The Effects of Ground Truth Variance on Radio-Pathomic Mapping in Prostate Cancer
Sean D McGarry1, John D Bukowy2, Kenneth A Iczkowski3, Wei Huang4, Tatjana Antic5, Gladell Paner5, Allison K Lowman2, Tucker Keuter6, Anjishnu Banerjee6, Alex Barrington2, Samuel Bobholz1, Petar Duvnjak2, Michael Griffin2, Mark Hohenwalter2, Kenneth Jacobsohn7, and Peter S LaViolette2

1Biophysics, Medical College of Wisconsin, Wauwatosa, WI, United States, 2Radiology, Medical College of Wisconsin, Wawautosa, WI, United States, 3Pathology, Medical College of Wisconsin, Wawautosa, WI, United States, 4Pathology, University of Wisconsin Madison, Madison, WI, United States, 5Pathology, University of Chicago, Chicago, IL, United States, 6Biostatistics, Medical College of Wisconsin, Wawautosa, WI, United States, 7Urological Surgery, Medical College of Wisconsin, Wawautosa, WI, United States


achine learning provides a framework for non-invasively extracting more information from a clinical prostate scan by leveraging aligned post-surgical tissue samples with in-vivo imaging to create predictive models of histological characteristics.

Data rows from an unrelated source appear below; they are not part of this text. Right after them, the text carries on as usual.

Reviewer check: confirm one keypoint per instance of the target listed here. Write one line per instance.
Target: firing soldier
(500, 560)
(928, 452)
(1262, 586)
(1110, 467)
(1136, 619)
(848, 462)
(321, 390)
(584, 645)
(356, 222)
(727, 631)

Many of these algorithms rely on a pathological diagnosis as the ground truth for the classification or regression task. This study aims to investigate the effects of varying the ground truth label in generating voxel-wise radio-pathomic maps of epithelium and lumen density in prostate cancer.


Prostate cancer is the most frequently diagnosed noncutaneous cancer in men in the United States, accounting for approximately one in five new cancer diagnoses.(1) The current clinical protocol for diagnosis relies on tissue analysis prior to definitive therapy, where biopsies may be obtained using magnetic resonance imaging guidance. While ground truth has historically been considered the pathological diagnosis using Gleason grading criteria (G3-G5), it is becoming clear that the pathological diagnosis itself has moderate interobserver variability.(2)

Machine learning provides a framework for non-invasively extracting more information from a clinical prostate scan by leveraging aligned post-surgical tissue samples with in-vivo imaging to create predictive models of histological characteristics and clinical outcomes.(3, 4) Many of these algorithms rely on a pathological diagnosis as the ground truth for the classification or regression task. This study aims to determine if a previously published prostate cancer detection technique, radio-pathomic maps of lumen and epithelial density,(5) are dependent on pathologist defined regions of interest (ROIs).


Patient Population Thirty patients scheduled for radical prostatectomy were prospectively recruited for this institutional review board (IRB) approved study. Imaging was acquired on a 3T scanner (General Electric, Waukesha, WI) two weeks prior to surgery using an endorectal coil. MP-MRI included field-of-view (FOV) optimized and constrained undistorted single shot (FOCUS) diffusion weighted imaging (DWI) with ten b-values (b=0, 10, 25, 50, 80, 100, 200, 500, 1000, and 2000), T2-weighted imaging, and dynamic contrast enhanced imaging. Robotic prostatectomy was performed, and prostate samples were sectioned using patient-specific custom 3D printed slicing jigs to match the slice orientation to the T2 weighted image.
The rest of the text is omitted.